Gecorrigeerd loonverschil

Het gecorrigeerde loonverschil is het verschil in (rekenkundig) gemiddeld uurloon, tussen twee groepen werknemers, dat overblijft na correctie voor verschillen in achtergrondkenmerken. In dit onderzoek staat het relatieve gecorrigeerde loonverschil tussen mannen en vrouwen centraal. Zie paragraaf 9.3 voor meer informatie over gecorrigeerde loonverschillen.

Herkomst

Voor de indeling van personen naar herkomst is de CBS-indeling naar herkomstgroepering gebruikt. De herkomst van een persoon wordt vastgesteld aan de hand van diens eigen geboorteland en dat van diens ouders. Een persoon van Nederlandse herkomst is zelf in Nederland geboren en beide ouders zijn ook in Nederland geboren. Een persoon van Europese herkomst is in een ander Europees land geboren of heeft tenminste één ouder die in een ander Europees land is geboren. Een persoon van Buiten-Europese herkomst is in een van de landen buiten Europa geboren of heeft tenminste één ouder die daar is geboren. Personen van Europese en Buiten-Europese herkomst worden verder onderscheiden naar personen die zelf in het buitenland zijn geboren (‘migranten’) en personen wiens ouders in het buitenland zijn geboren (‘de tweede generatie’).

Leeftijd

In dit onderzoek gaat het om de leeftijd van personen op de laatste vrijdag van september van een verslagjaar.

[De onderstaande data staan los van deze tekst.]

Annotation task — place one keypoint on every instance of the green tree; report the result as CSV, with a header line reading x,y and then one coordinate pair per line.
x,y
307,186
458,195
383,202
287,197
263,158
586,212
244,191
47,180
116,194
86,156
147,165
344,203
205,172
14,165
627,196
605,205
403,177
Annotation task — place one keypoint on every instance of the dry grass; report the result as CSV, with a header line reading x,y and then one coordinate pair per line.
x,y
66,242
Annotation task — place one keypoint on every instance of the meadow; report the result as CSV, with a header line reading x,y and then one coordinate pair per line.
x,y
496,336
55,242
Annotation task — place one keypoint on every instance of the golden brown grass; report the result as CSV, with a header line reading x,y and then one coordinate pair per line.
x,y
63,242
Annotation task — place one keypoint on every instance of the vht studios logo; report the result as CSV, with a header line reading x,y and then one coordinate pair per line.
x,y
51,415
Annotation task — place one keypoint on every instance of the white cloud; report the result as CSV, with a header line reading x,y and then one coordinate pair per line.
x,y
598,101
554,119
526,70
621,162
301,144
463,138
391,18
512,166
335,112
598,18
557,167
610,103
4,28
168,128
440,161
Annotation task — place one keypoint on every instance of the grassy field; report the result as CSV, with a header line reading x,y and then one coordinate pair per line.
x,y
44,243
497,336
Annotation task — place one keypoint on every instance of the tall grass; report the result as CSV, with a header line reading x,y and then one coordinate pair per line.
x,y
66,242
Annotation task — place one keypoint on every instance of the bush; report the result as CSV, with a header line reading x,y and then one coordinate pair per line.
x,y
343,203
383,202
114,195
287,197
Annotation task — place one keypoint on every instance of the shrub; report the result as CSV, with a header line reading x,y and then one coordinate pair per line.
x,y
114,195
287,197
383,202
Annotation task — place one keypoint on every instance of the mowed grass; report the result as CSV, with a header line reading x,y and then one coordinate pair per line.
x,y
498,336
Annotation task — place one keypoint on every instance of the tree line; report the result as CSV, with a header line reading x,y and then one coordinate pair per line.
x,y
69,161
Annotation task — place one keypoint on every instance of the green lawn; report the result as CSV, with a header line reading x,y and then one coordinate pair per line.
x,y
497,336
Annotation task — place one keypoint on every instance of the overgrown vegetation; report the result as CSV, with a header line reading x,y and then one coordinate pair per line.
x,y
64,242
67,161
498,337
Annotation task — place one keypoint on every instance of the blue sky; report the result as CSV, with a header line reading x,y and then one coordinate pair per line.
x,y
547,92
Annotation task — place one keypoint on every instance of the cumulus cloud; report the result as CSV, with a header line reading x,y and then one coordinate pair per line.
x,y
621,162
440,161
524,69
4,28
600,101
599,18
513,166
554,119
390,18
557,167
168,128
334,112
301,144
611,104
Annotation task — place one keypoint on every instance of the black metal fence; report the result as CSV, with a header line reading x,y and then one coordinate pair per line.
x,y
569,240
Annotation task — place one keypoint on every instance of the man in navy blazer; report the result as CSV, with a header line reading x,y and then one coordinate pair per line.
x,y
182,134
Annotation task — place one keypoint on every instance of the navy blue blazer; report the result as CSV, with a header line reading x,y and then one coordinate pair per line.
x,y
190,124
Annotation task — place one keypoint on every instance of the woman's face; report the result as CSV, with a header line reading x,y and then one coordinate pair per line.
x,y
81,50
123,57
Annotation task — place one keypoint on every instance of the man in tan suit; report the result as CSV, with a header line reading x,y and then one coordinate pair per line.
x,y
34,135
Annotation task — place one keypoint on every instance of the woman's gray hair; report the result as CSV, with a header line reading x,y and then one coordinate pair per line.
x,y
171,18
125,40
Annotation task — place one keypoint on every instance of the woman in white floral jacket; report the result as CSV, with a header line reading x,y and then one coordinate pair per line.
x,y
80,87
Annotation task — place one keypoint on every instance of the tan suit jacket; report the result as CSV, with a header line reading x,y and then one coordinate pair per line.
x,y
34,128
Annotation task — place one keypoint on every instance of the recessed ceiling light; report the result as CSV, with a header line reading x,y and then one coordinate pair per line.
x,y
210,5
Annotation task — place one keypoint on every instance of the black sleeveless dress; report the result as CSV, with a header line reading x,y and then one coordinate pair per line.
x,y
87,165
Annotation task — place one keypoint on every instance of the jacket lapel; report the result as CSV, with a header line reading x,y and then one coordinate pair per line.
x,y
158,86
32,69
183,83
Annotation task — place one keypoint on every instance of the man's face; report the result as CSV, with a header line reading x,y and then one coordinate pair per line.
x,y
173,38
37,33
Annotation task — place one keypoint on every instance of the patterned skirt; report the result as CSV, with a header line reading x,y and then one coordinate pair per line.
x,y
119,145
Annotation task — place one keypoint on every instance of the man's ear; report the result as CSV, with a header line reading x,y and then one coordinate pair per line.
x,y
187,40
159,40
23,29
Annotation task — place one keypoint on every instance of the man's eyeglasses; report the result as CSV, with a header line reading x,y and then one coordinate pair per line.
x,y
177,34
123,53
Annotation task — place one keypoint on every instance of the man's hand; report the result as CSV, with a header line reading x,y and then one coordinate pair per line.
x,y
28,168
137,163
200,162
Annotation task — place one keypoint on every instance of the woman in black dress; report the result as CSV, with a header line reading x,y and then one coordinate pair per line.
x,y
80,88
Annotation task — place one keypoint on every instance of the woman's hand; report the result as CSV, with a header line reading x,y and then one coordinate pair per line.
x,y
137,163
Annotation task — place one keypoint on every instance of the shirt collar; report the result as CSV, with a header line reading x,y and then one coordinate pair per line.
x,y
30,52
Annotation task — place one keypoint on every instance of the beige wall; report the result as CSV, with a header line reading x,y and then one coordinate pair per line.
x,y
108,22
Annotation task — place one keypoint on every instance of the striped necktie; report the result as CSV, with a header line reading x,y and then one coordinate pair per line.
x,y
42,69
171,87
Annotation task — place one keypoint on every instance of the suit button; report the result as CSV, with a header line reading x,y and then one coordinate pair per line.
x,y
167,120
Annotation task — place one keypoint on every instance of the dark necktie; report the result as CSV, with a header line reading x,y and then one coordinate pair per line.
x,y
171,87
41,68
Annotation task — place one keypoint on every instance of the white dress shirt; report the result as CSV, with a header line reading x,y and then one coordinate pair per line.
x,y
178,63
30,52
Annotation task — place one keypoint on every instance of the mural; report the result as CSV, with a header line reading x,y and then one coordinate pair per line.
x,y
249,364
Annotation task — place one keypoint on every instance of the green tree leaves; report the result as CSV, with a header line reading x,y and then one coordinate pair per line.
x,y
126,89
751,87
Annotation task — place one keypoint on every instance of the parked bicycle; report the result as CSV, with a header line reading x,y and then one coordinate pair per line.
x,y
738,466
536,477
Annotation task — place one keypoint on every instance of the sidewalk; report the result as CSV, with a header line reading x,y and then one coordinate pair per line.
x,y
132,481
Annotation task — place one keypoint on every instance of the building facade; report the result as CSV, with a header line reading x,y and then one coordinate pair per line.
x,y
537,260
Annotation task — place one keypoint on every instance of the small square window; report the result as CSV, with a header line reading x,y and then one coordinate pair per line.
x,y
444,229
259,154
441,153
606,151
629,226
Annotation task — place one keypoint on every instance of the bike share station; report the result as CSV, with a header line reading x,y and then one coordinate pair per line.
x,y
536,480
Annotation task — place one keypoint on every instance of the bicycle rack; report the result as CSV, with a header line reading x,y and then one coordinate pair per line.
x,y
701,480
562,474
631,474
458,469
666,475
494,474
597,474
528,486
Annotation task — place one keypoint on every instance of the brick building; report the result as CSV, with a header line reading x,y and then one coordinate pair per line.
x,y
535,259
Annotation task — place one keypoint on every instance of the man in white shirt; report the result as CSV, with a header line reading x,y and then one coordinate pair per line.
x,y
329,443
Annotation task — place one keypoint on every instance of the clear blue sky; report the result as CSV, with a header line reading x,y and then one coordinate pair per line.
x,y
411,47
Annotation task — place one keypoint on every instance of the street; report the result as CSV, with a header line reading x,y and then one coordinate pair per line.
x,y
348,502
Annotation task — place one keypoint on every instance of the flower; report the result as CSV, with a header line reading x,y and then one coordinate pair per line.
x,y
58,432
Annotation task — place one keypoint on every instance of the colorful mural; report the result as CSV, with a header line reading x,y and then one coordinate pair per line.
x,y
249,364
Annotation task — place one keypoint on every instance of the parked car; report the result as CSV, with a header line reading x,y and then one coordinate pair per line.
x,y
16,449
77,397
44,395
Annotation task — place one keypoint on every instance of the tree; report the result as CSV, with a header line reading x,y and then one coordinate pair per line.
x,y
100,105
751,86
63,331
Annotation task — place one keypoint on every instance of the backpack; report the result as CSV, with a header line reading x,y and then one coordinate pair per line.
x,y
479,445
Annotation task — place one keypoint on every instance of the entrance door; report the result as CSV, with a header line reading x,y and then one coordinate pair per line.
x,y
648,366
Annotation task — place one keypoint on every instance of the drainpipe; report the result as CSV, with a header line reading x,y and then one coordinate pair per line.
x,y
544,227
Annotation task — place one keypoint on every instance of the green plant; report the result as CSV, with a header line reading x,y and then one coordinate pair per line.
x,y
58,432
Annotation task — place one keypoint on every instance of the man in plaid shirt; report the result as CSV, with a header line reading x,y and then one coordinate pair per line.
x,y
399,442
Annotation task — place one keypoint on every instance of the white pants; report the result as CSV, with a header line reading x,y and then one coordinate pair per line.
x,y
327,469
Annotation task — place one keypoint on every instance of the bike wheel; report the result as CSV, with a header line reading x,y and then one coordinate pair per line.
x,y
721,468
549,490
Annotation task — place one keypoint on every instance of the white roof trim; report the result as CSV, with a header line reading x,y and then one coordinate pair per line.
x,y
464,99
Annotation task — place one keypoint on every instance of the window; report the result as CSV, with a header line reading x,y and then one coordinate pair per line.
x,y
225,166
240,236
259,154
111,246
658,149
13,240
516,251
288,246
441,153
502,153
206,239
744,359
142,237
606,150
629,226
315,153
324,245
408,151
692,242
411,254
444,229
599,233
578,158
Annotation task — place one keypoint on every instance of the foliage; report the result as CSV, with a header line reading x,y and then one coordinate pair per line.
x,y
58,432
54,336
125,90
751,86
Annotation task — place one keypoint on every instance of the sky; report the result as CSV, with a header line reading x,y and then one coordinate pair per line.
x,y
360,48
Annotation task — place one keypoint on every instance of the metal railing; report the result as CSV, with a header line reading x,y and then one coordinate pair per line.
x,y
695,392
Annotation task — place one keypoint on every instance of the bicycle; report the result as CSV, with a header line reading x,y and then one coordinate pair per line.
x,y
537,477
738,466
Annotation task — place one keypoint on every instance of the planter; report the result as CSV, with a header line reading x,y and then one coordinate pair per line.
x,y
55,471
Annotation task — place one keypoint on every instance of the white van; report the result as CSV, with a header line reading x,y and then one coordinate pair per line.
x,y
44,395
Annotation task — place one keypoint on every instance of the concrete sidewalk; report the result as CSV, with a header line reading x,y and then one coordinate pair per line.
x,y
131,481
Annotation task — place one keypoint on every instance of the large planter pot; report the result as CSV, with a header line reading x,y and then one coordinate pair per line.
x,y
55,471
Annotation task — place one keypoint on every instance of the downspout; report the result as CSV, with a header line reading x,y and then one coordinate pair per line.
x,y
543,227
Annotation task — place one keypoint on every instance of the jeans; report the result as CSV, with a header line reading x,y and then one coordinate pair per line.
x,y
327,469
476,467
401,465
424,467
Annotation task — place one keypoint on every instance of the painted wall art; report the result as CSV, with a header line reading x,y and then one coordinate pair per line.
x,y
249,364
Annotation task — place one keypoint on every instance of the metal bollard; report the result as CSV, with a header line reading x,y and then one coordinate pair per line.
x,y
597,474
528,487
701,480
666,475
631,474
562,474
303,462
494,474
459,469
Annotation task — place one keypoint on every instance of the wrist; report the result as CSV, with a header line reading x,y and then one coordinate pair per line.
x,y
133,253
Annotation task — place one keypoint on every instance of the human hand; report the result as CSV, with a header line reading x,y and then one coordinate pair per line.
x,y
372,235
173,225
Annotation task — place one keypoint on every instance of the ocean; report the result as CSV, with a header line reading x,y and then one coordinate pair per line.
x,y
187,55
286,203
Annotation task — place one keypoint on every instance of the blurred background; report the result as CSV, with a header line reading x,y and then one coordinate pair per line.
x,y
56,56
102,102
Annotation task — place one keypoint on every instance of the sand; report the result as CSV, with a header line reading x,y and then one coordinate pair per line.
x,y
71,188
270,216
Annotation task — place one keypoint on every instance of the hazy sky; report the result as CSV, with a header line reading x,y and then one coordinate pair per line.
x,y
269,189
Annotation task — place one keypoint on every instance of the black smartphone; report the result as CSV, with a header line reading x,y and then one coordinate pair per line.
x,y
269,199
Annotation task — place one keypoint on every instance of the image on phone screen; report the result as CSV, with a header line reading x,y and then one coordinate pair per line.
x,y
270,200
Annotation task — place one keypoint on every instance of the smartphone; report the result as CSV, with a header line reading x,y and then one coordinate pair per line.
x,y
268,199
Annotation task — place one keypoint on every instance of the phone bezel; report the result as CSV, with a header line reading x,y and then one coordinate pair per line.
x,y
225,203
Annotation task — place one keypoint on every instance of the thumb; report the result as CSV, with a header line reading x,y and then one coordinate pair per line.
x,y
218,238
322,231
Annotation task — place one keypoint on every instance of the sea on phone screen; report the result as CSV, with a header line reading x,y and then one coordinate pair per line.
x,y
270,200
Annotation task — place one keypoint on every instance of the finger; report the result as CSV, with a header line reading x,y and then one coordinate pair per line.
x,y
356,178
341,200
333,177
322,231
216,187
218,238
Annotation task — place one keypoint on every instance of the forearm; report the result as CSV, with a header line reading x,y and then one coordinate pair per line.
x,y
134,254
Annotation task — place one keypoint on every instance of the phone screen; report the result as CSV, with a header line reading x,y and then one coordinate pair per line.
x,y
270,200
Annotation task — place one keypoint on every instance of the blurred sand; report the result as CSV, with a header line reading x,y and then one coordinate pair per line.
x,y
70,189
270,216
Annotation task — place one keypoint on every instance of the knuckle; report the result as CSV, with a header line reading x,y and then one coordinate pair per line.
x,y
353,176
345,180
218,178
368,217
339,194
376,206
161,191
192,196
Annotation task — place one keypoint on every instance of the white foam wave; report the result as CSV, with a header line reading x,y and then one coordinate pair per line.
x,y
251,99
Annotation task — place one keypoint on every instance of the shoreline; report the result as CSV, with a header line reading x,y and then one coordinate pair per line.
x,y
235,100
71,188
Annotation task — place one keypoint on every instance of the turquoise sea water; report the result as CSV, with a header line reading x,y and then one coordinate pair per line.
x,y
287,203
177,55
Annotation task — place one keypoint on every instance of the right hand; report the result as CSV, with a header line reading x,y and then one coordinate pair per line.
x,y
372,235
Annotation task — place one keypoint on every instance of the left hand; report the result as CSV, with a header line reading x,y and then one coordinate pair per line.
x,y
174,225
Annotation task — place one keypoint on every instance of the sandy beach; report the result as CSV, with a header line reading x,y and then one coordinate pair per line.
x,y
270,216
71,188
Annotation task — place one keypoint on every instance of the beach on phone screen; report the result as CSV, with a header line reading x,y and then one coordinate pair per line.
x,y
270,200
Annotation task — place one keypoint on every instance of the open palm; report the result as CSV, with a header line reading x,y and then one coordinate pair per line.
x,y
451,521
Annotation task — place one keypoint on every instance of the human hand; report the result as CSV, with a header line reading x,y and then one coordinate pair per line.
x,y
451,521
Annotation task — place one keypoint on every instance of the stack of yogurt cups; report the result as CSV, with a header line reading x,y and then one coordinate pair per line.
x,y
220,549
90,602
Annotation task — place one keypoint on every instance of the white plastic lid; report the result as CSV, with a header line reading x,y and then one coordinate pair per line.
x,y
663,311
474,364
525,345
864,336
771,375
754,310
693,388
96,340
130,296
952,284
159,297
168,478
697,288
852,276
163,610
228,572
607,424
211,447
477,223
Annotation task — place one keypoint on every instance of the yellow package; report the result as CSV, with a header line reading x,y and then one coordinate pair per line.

Longitudinale deeltijdfactor

Het kenmerk longitudinale deeltijdfactor is de gemiddelde deeltijdfactor per maand in de afgelopen 15 jaar. Deeltijdfactoren van banen van scholieren en studenten zijn hierbij buiten beschouwing gelaten.

Loopbaanonderbrekingen

Het kenmerk loopbaanonderbrekingen geeft het aantal jaar in de afgelopen 15 jaar waarin betaald werk of onderwijs niet de sociaaleconomische hoofdactiviteit waren. Het gaat dan om jaren van uitkeringsafhankelijkheid of periodes zonder inkomen.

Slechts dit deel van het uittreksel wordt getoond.